GENEVA, June 30: Ministers from world's top trading nations on Friday were facing another crisis in their five-year drive to break down protectionist barriers, with the United States, the European Union and key developing countries still at odds over vital farm and industrial trade issues.

As ministers ended a second day of talks in Geneva, World Trade Organisation chief Pascal Lamy said the talks to liberalise global trade launched five years ago in Doha were in a difficult `red zone’.

Mr Lamy, who is working against the clock to clinch a deal in Geneva so that the WTO talks can be concluded as scheduled at the end of 2006, accused ministers of engaging in political rhetoric instead of showing the ‘political courage’ to take decisions.

"If we do not turn things around radically in the next few hours or days, we will quite frankly be facing a crisis," Mr Lamy told ministers.

Signalling growing pessimism over prospects of an outline deal over the weekend, Lamy said ministers were repeating set positions instead of making fresh offers which would break the negotiating deadlock.

Unlike previous WTO meetings which have focused on the EU's farm policies -- with the US and poorer nations castigating Brussels for its high farm tariffs -- the spotlight this time around is on the US.

The EU and key developing nations, including Brazil and India, are demanding that Washington make big cuts in its domestic farm support programme, worth $150 billion between 1995 and 2005.

But US Trade Representative Susan Schwab and Agriculture Secretary Mike Johanns said the US would only change farm support levels if the EU and developing nations further slashed import tariffs for farm products.

"Market access is the key that will unlock the negotiations," Mr Johanns told reporters. High agricultural tariffs made it "impossible to sell products" abroad, he added.

As the sniping continued, however, EU officials insisted that the US must make a ‘real movement’ to reduce its farm sector hand-outs. "US farm support is simply trade-distorting," said an EU spokesman.

Indian Commerce Minister Kamal Nath also lashed out at Washington's stance, saying there must be a trade-off between reductions in farm subsidies and tariff cuts.

"Substantial reduction in farm support is a prerequisite for market access improvements," Mr Nath told reporters.

Washington has said that a proposal from India, Brazil and other G20 group of developing countries for an average 54-per cent cut in import tariffs is inadequate. The US is also unhappy with an EU offer to make a 39-per cent reduction in farm import tariffs.

Indicating a new flexibility in the EU stance, the bloc's trade chief Peter Mandelson told reporters in Geneva he was ready to move “substantially closer" to the G20 position if other countries also showed flexibility.

With prospects for a weekend deal fading fast amid finger-pointing among ministers, European trade officials said there was a "high degree of pessimism" at the talks.

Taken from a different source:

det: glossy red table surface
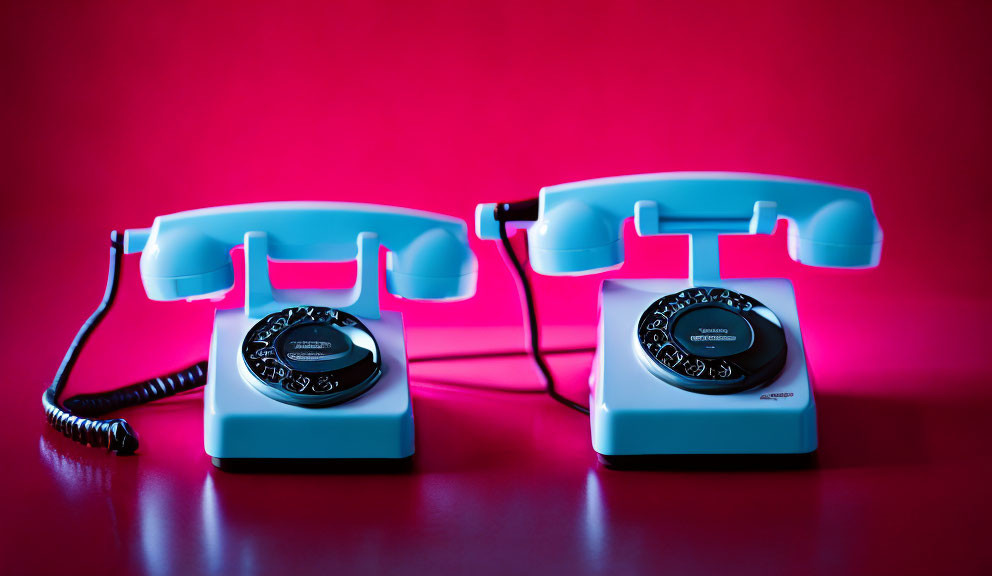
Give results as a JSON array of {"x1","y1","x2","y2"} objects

Mr Lamy has warned the future of the Doha trade talks as well as the WTO itself and the multilateral trading system was at risk.

If no decisions were taken on cutting farm and industrial tariffs -- as well as reducing farm support -- over the weekend, there could be no progress in other areas, such as services, Mr Lamy cautioned.

The Geneva meeting is the highest-level effort to break the current negotiating deadlock in the five-year old Doha round of WTO talks since a ministerial meeting in Hong Kong in December.

Officials in Geneva say that failure to reach an agreement this week will jeopardize prospects for an accord on a final global trade package at the end of 2006.

The year-end deadline is seen as crucial because President George W. Bush's fast-track authority to strike trade deals expires next year. Without it, any WTO agreement could be picked apart by US legislators seeking to amend the accord.

If ministers fail to clinch an agreement this weekend, WTO officials said, another meeting could be scheduled for the end of July, giving the US more time to switch its stance.